No Dinosaurs on a Farm

***formerly known as "Cold & Calculating"

Friday, September 23, 2005

Google this

Little known fact: there are actually FIVE Horsemen of the Apocalypse. Yes, War gets a lot of publicity, and Pestilence has a neat name, but the most dangerous horsemen is one most people don't seem to fear at all: it is Google.

Yes, I despise Google. I am disgusted by what is has done to me. I used to have a memory--you know, that thing you use when you want to remember a fact or detail. In high school, I must have memorized thousands of dates, names, bone processes, proteins, equations, events, numbers, etc. When I covered the same topics in college, it was easy because I readily remembered the information I had learned years before. My memory was like a giant filing cabinet--thousands of documents all right there were I left them.

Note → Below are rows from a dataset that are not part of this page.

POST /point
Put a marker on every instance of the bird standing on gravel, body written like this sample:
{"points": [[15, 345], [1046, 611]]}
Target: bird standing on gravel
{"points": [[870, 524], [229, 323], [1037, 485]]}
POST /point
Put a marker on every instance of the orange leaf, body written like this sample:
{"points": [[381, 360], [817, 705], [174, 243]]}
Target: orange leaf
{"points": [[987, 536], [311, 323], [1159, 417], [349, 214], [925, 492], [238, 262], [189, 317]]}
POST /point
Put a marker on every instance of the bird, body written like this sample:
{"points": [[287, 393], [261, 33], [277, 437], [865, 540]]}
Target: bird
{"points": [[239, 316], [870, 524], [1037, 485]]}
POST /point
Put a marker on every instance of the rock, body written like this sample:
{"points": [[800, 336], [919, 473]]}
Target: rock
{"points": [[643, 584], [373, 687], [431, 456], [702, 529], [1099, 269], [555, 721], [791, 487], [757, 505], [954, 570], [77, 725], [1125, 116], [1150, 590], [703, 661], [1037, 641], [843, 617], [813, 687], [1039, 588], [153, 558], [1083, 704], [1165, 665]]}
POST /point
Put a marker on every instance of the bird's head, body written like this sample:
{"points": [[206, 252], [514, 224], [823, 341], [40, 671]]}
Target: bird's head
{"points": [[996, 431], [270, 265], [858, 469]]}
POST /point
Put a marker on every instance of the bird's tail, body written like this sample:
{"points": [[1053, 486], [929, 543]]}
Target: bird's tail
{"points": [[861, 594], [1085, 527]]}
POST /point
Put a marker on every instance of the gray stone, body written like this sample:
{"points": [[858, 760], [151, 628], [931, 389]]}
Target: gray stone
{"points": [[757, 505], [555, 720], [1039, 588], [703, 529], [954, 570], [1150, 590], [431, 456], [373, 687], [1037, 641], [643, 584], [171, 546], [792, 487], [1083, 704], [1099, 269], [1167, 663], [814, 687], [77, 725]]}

But now--no more! Google comes along and suddenly my memory is useless. I'm sure the files are still there, but it's as if with Google around to do the searching, my brain outsourced the search function and laid off all my cerebral file searchers. Here's a scenario:

Some Guy: I wonder how ants mate....
Me thinking: Hey, I know this.... To brain: Yo, what's the answer?
My Brain: Ask someone else; I'm too busy thinking about Survivor.

So I go ahead and Google it and then relate the answer. And then everyone (Some Guy in this case) says, "Oh, you are soooo smart. You know everything." And for a moment a think, "Yeah, I am amazing."

But, of course, I know it's all a lie. And Google knows it's a lie, too. And everytime I turn on the computer Google is sitting there with that look on it's face saying "I'm the master!"

I've tried other search programs, but they're useless! Jeeves makes you ask a question and then answers something else, MSN thinks the only reason anyone uses the Internet is to buy something, and Yahoo!...well, Yahoo! returns nothing but dating, crazy fan, and 'those' sites for every search.

Sometimes I get angry and try to take back my life. I fight the urge to Google. "I can do this," I say to myself. "Just get the brain going again." But all the time I see Google over there laughing at me. "Go ahead," it cackles. "While you're over there trying to start a rusted engine I'll be working on yet another way to dominate your life."

I resist, I struggle, then I admit defeat and enter my query. Google quickly--you could even say kindly--displays the answer as though we hadn't fought at all. Sheepishly, I scold myself, "You called Google all sorts of bad names and then it goes and helps you out. What a forgiving program it is and what an ingrate are you."

Then I see Google rubbing my face in it: "Results 1 - 10 of about 1,280,000 for blah blah blah." What a jerk. It's like it's saying, "You couldn't come up with a single answer and I came up with over a million. 'Higher life form', hmfph!" I am belittled. And that's the best case scenario, when I don't misspell my search terms. When I do, Google snidely asks, "Did you mean: blah blah" as though it really thinks I meant to write "Nwe York" instead of "New York". To top it off, Google rubs salt in my wounded ego by showing just how fast it is: ".08 seconds," it proudly displays--but I'm sure what it's really saying is "Beat that, pinhead!"

5 Comments:

  • At 25 September, 2005 20:27, Anonymous Anonymous said…

    And don't forget Google Talk (fun) Google Desktop (useful) and searching for google whacks (time-consuming).

     
  • At 26 September, 2005 16:36, Blogger BrianJ said…

    I hadn't even heard of Google whacks, so of course I Googled it. My search term was corrected to googlewhacks (one word) and it took 0.09 sec. "Time-consuming" is probably not the way I would describe this...errr...sport?

     
  • At 02 October, 2005 02:34, Anonymous Anonymous said…

    I hope Google take over the world. Everything will be easy to find in .08 seconds.

    I love Google! I have been using since the early 90's when it was unknown.

     
  • At 04 October, 2005 02:42, Anonymous Anonymous said…

    You MUST install the Google Toolbar.
    You MUST make Google your homepage.
    You MUST use personalized Google. You MUST use Google News.
    You MUST use Google Maps.

     
  • At 10 November, 2005 16:34, Anonymous Anonymous said…

    Gosh, this is all soooo true. Google maps, google tool bar, etc. I am in. I didn't realize how stupid I had become using google as my brain crutch--just like you. Thanks for pointing that out.